Bashfully, he replied, “Well, I was supposed to interview Jessica Baily Barts, the girl that broke her femur in that hit and run last year. But she transferred.”

I hesitated.

“Fine,” I said. “I’ll do the interview.”

“Thank you, Ms. Gallagher, thank you. It will only take ten minutes, I promise—quick and painless. I mean, I wouldn’t want to inflict more pain on you, seeing how you have enough and all.”

He took a chair and produced an old tape recorder from the nest of crumpled papers in his backpack. I sighed. I hadn’t realized Lonnie meant now.

“Strictly for the sake of notation,” he informed me. He hit Record, then pitched forward in his chair, notepad balanced against his knee. “Ms. Gallagher, ma’am, could you tell me exactly what happened on that trail that day.”

I gave him the short version. He scribbled a row of indecipherable hieroglyphics. “Which trail were you on?”

“I don’t know for sure. We took the trail that starts right outside Leonard Chapel.”

He nodded. “Tell me about the conditions of the trail that day.”

“I don’t know,” I said. “It was like any trail. It wound, got narrow in some places.”

“Were there an excess of protrusions?”

“Pardon?”

“Were there roots and rocks and such?” he clarified.

“Oh, almost everywhere. Pebbles, rocks, some thin roots.”

“How large was the root you tripped on? Was it blocking the path?”

“To be honest, I really can’t remember, Lonnie—it all happened so fast.”

He waited.

I said, “I think it might have actually been a very thin, wiry root—it was like tripping over a taut rope.”

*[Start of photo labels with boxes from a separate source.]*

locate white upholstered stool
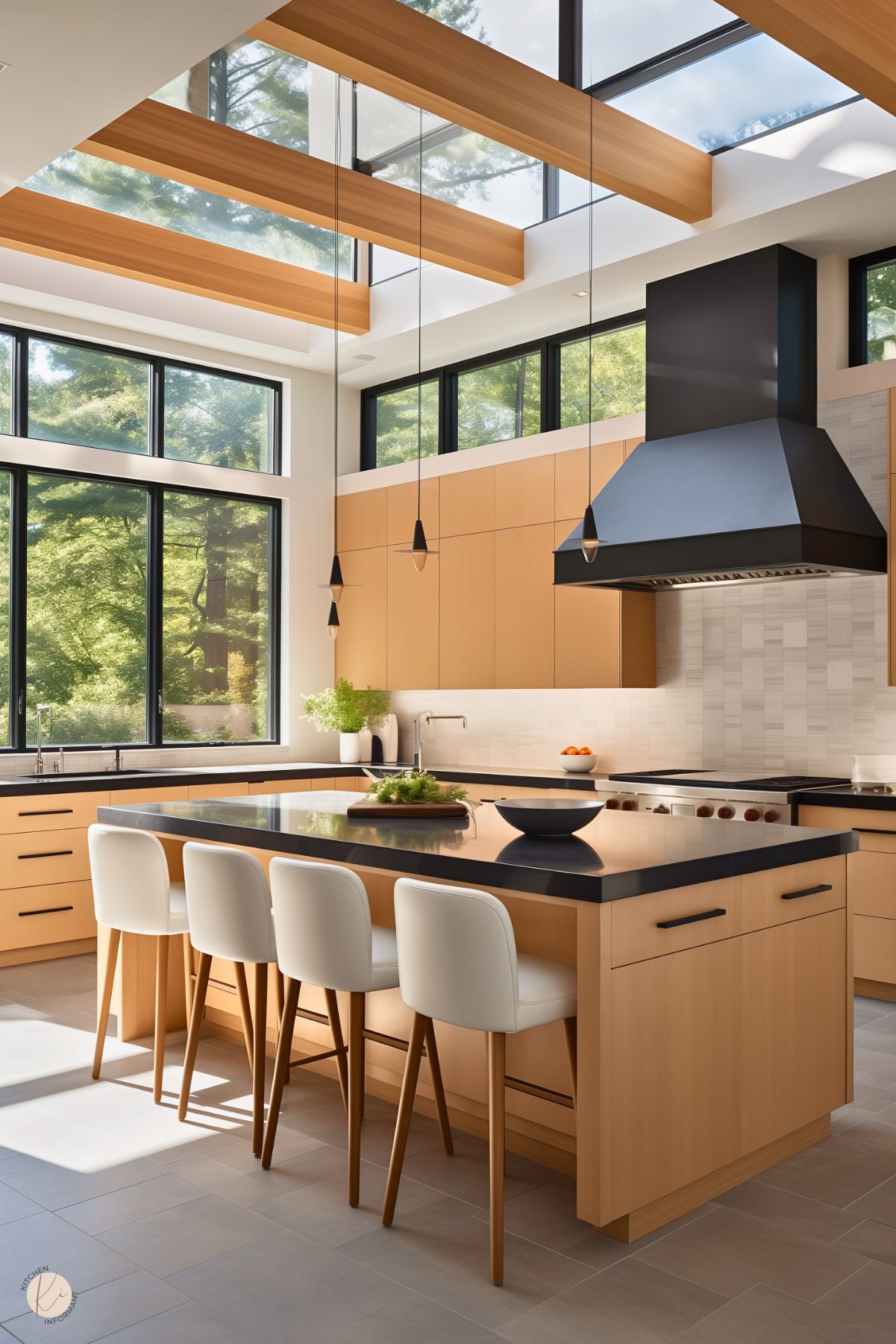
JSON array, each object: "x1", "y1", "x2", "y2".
[
  {"x1": 383, "y1": 878, "x2": 576, "y2": 1284},
  {"x1": 87, "y1": 825, "x2": 189, "y2": 1102},
  {"x1": 262, "y1": 859, "x2": 453, "y2": 1204}
]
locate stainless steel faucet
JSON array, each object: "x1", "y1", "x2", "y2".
[
  {"x1": 414, "y1": 710, "x2": 466, "y2": 770},
  {"x1": 34, "y1": 704, "x2": 52, "y2": 774}
]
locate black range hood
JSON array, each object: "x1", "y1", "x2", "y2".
[{"x1": 554, "y1": 245, "x2": 886, "y2": 591}]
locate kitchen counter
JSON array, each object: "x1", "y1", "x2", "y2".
[{"x1": 98, "y1": 792, "x2": 859, "y2": 901}]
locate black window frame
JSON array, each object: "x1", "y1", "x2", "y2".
[
  {"x1": 849, "y1": 246, "x2": 896, "y2": 368},
  {"x1": 0, "y1": 322, "x2": 283, "y2": 475},
  {"x1": 361, "y1": 309, "x2": 646, "y2": 472}
]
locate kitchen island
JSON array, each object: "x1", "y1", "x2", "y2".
[{"x1": 99, "y1": 792, "x2": 857, "y2": 1240}]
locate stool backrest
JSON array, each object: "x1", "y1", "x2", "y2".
[
  {"x1": 87, "y1": 824, "x2": 171, "y2": 937},
  {"x1": 395, "y1": 878, "x2": 519, "y2": 1031},
  {"x1": 270, "y1": 859, "x2": 374, "y2": 993},
  {"x1": 184, "y1": 840, "x2": 277, "y2": 963}
]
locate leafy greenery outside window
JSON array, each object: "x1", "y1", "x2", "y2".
[
  {"x1": 0, "y1": 332, "x2": 15, "y2": 434},
  {"x1": 28, "y1": 336, "x2": 151, "y2": 453},
  {"x1": 161, "y1": 490, "x2": 273, "y2": 742},
  {"x1": 374, "y1": 379, "x2": 439, "y2": 466},
  {"x1": 457, "y1": 349, "x2": 542, "y2": 449},
  {"x1": 163, "y1": 364, "x2": 275, "y2": 472},
  {"x1": 25, "y1": 475, "x2": 149, "y2": 746},
  {"x1": 849, "y1": 247, "x2": 896, "y2": 364},
  {"x1": 560, "y1": 322, "x2": 646, "y2": 429}
]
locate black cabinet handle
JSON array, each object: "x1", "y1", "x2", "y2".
[
  {"x1": 780, "y1": 881, "x2": 834, "y2": 901},
  {"x1": 657, "y1": 910, "x2": 728, "y2": 928},
  {"x1": 19, "y1": 906, "x2": 75, "y2": 919},
  {"x1": 19, "y1": 849, "x2": 75, "y2": 859}
]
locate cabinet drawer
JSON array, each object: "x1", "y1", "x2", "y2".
[
  {"x1": 610, "y1": 878, "x2": 740, "y2": 966},
  {"x1": 853, "y1": 915, "x2": 896, "y2": 985},
  {"x1": 0, "y1": 831, "x2": 90, "y2": 888},
  {"x1": 0, "y1": 881, "x2": 97, "y2": 950},
  {"x1": 740, "y1": 857, "x2": 846, "y2": 933},
  {"x1": 846, "y1": 849, "x2": 896, "y2": 919},
  {"x1": 0, "y1": 792, "x2": 109, "y2": 834}
]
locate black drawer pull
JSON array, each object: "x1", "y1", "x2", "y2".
[
  {"x1": 19, "y1": 849, "x2": 75, "y2": 859},
  {"x1": 657, "y1": 910, "x2": 728, "y2": 928},
  {"x1": 19, "y1": 906, "x2": 75, "y2": 919},
  {"x1": 19, "y1": 807, "x2": 75, "y2": 817},
  {"x1": 780, "y1": 881, "x2": 834, "y2": 901}
]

He nodded quickly, jotted something down. “What is the extent of your injury?”

“A bad sprain. I’m in a brace for a month. Maybe longer.”

“And does the university health-care policy cover this?”

Everett said “Ha!” so loud that Lonnie jumped.

“I pay for my health insurance,” I said.

Flustered, Lonnie ran his pen up and down the list of questions he’d composed beforehand. “Has the injury significantly hindered your ability to perform usual activities?